In the meantime, my Inflation-Deflation Timer model has remained at an inflation reading since July 2009. The table below shows the returns of the Inflation-Deflation Timer model compared to other asset classes. All returns are denominated in Canadian Dollars.

(click images for a bigger picture)

The returns for the Inflation-Deflation Timer model was a very respectable 18.1% in 2009, which is roughly in line with a 60/40 balanced fund benchmark during normal periods, but it performed best during recent deflationary crisis periods.

Model signals

The chart below shows the returns and “signals” of the Inflation-Deflation Timer model of the last couple of years. The gray zones show periods when an "inflation" signal was flashing, the pink zones indicate a "deflation" signal and the white zones indicate a neutral signal.
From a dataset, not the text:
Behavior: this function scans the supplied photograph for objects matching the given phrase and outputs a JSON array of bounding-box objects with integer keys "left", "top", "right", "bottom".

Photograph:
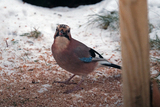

As the chart indicates, the Inflation-Deflation Timer model was able to successfully navigate through difficult asset deflation periods. The model protected earlier gains by switching to the default-free U.S. Treasury long bonds during the asset deflation periods. In 2009, when the model indicated inflation, the model moved to riskier assets, namely equities and commodities, further advancing the model’s performance.